You’ve heard me frequently say in rehearsal: “We want a unified vowel on that.” What do I mean by that? And why so much attention to vowels when we sing? I’ve had you repeat the sentence: “Vowels carry beauty and consonants carry expression.” The beauty of our sound is dependent upon our vowel shape – both as individual singers and together as a choir. Each vowel has a “colour” and can be a bright vowel (chiaro = clear) or a dark vowel (oscuro = obscure, dark, murky) or a combination of the two. Renaissance paintings were all about the contrasts of bright and dark (chiaroscuro). That term found its way into bel canto singing as well.
Examples of bright vowels: “ee” as in “heat” / “eh” as in “head” / “a” as in “hat”. They are bright because they are placed in the front of your mouth.
Examples of darker vowels: “oo” as in “who” / “oh” as in “hope” / “ah” as in “hot”. They more closed and resonant more inside the mouth.
“Ah” is the in-between vowel. It can be dark and covered or it can be brighter, depending upon where you place it in your mouth. I can hear you experimenting with that right now as you read!
A good example of this is the playing of a didgeridoo or a jaw harp – it’s the vowel shifts between bright and dark that create the change in sound.
If vowels are too bright, they sound edgy (nyah-nyah or a witch’s cackle), but if they are too dark they sound swallowed, fuzzy and unsupported. So, it’s best when we can combine dark and light vowels to get both warmth and clarity.

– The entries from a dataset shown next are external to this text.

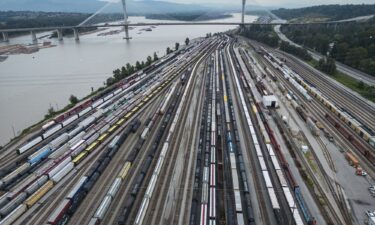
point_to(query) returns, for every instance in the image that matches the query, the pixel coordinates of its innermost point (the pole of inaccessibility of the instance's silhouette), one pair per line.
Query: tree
(129, 68)
(168, 50)
(149, 61)
(155, 56)
(124, 73)
(50, 112)
(138, 65)
(187, 41)
(361, 85)
(110, 81)
(73, 99)
(117, 73)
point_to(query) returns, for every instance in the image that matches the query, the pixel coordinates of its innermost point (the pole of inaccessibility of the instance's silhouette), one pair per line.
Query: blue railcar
(39, 155)
(302, 205)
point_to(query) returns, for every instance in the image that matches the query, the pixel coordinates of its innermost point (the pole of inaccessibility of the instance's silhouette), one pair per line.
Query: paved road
(356, 74)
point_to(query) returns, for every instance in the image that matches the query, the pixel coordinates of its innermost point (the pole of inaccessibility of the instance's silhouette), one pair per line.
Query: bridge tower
(126, 22)
(243, 12)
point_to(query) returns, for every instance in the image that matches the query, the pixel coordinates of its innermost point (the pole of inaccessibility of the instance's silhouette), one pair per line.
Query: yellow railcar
(127, 116)
(34, 198)
(80, 157)
(135, 109)
(111, 129)
(125, 170)
(120, 122)
(92, 146)
(254, 108)
(103, 137)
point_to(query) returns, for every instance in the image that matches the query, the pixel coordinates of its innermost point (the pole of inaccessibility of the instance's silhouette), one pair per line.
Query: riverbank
(18, 49)
(31, 84)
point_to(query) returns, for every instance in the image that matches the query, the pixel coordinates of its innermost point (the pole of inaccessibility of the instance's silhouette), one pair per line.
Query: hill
(90, 6)
(326, 12)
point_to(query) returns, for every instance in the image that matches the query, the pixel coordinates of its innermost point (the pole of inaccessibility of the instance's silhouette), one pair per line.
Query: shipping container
(34, 198)
(57, 177)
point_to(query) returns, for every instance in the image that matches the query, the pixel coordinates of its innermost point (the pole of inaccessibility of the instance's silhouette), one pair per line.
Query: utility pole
(126, 22)
(243, 12)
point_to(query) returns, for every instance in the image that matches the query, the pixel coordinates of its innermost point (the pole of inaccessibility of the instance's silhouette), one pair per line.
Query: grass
(361, 88)
(364, 90)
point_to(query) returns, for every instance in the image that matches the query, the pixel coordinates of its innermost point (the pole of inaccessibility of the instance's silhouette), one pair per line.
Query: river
(31, 83)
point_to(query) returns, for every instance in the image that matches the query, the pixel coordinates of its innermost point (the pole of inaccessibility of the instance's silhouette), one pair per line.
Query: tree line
(352, 44)
(330, 12)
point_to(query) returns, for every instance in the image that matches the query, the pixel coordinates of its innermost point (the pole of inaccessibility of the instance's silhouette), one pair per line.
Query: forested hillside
(352, 44)
(326, 12)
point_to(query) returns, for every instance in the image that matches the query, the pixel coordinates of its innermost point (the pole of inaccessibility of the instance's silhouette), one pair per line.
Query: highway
(192, 139)
(354, 73)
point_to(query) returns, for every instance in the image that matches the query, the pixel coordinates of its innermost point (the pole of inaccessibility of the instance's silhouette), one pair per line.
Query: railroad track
(87, 208)
(65, 188)
(327, 155)
(157, 207)
(340, 140)
(317, 110)
(267, 214)
(361, 110)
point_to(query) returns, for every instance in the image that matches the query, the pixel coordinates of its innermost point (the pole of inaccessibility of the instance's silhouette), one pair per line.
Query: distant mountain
(90, 6)
(326, 12)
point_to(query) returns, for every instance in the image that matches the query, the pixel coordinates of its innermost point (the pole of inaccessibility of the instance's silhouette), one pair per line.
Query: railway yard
(223, 131)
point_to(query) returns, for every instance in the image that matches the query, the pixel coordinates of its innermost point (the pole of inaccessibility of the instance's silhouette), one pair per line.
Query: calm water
(30, 84)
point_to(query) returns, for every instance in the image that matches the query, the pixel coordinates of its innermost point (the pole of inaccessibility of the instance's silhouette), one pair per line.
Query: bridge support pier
(59, 34)
(5, 37)
(127, 32)
(76, 34)
(126, 26)
(33, 37)
(243, 12)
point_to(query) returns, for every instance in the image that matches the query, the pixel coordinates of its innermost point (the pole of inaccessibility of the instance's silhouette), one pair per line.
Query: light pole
(126, 26)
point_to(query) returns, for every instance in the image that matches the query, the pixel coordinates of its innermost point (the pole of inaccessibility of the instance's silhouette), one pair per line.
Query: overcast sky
(278, 3)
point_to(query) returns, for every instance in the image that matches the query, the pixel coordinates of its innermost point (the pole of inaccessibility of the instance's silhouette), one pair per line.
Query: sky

I’ve often asked you to “tuck in” the corners of your mouth when you sing; to sing your vowels “North-South” not “East-West”; or to sing “tall” vowels. Those are just 3 ways of saying the same thing – we want to let the vowels resonate in the front of our face, BUT we also need to space in the mouth to create the warmth in the sound.
While you’re social distancing or self-quarantined, why not experiment in a mirror with your vowel shape and sound?